Benchmark - Same model architecture that passes model predictions instead of the error.

Experiments Performed -

A) Rendered Image Sequences: 1) Synthetic sequences were chosen as the initial training set in order to better understand what is learned in different layers of the model, specifically with respect to the underlying generative model. 2) First, the trained models learn a representation that generally permits a better linear decoding of the underlying latent factors than the randomly initialized model, with the most striking difference in terms of the pan rotation speed (αpan). Second, the most notable difference between the Lall and L0 versions occurs with the first principle component, where the model trained with a loss on all layers has a higher decoding accuracy than the model trained with the loss only on the lowest layer. 3) The latent variable decoding analysis suggests that the model learns a representation that may generalize well to other tasks for which it was not explicitly trained.

B) Static Face Classification task : 1) Benchmark - Standard autoencoder and a variant of Ladder network - same configuration as that of PredNet. 2) The Ladder Network has lateral and top-down streams that are combined with a convolutional combinator function. 3) Altogether, these results suggest that predictive training with the PredNet can be a viable alternative to other models trained with a more traditional reconstructive or denoising loss and that the relative layer loss weightings (λl’s) may be important for the particular task at hand.

C) Natural Image Sequencing: 1) As a testbed, the implementation chosed car-mounted camera videos, since these videos span across a wide range of settings and are characterized by rich temporal dynamics, including both self-motion of the vehicle and the motion of other objects in the scene. 2) Training Dataset - KITTI dataset. 3) A random hyperparameter search, with model selection based on the validation set, resulted in a 4 layer model with 3x3 convolutions and layer channel sizes of (3, 48, 96, 192). 4) Testing dateset - CalTech Pedestrian dataset. 5) Benchmark - CNN-LSTM encoder decoder model. 6) The elementwise subtraction operation in the PredNet seems to be beneficial, and the nonlinearity of positive/negative splitting also adds modest improvements. 7) To check the implicit encoding of latent parameters,internal representation from perdnet was used to estimate steering angle. 8) Dataset - Comma.ai 9) The network was first trained networks for next-frame prediction and then fit a linear fully-connected layer on the learned representation to estimate the steering angle, using a MSE loss.

Results - 1) PredNet model outperforms the model by Brabandere et al. (2016) by 29%. 2) Without re-optimizing hyperparameters, the model underperforms the concurrently developed DNA model by Finn et al. (2016), but outperforms the model by Mathieu et al. (2016). 3) The learning to predict how an object or scene will move in a future frame confers advantages in decoding latent parameters (such as viewing angle) that give rise to an object’s appearance, and can improve recognition performance. 4) The prediction can serve as a powerful unsupervised learning signal, since accurately predicting future frames requires at least an implicit model of the objects that make up the scene and how they are allowed to move.

RoshanRane commented 6 years ago

Critiques :

  1. The experiment on the synthetic dataset to discover if the model learns the latent features seems shallow.

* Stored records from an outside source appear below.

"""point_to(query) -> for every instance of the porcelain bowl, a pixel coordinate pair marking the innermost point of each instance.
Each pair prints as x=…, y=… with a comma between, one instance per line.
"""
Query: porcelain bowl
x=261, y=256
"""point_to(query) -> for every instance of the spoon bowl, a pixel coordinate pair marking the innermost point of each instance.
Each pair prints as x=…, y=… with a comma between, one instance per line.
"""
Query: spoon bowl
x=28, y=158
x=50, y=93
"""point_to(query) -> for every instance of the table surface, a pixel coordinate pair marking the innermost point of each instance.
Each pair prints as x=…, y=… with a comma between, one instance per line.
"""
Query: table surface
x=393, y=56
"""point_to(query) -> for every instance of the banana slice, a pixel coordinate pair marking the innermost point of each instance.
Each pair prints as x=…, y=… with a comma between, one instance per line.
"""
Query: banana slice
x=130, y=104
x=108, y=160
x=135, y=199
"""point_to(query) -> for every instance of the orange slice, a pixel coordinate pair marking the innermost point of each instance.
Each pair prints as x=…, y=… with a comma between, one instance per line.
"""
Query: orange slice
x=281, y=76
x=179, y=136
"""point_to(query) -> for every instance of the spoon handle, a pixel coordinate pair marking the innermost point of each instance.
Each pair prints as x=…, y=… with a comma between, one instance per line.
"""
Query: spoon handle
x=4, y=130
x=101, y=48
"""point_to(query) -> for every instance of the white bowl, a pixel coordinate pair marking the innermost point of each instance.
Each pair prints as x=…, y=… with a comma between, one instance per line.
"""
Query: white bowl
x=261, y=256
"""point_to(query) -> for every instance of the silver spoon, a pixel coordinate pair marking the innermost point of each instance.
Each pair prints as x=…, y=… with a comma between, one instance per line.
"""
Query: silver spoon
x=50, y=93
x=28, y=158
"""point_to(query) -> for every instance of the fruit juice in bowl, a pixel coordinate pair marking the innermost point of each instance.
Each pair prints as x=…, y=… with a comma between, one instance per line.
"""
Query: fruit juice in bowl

The SVM classifier they use on top of the PredNet representations might be powerful enough to have learnt the latent features themselves. Also the latent features where not very difficult ones. They could have compared with their baseline model's representations.
  2. The datasets used are not very challenging because car-cam setting data doesn't have a lot of variations and different objects and backgrounds.
  3. The slight improvements that they report on the baseline could also be because of the extra RELu units they have in the error propagation part. The argument is not convincing.
  4. The comparison of L-0 and L-all model is not right because the comparison is done on the reconstruction loss. If a model is trained on L-0 it obviously will do a better reconstruction but that necessarily doesn't mean that the L-all model has not learned a better latent space representation.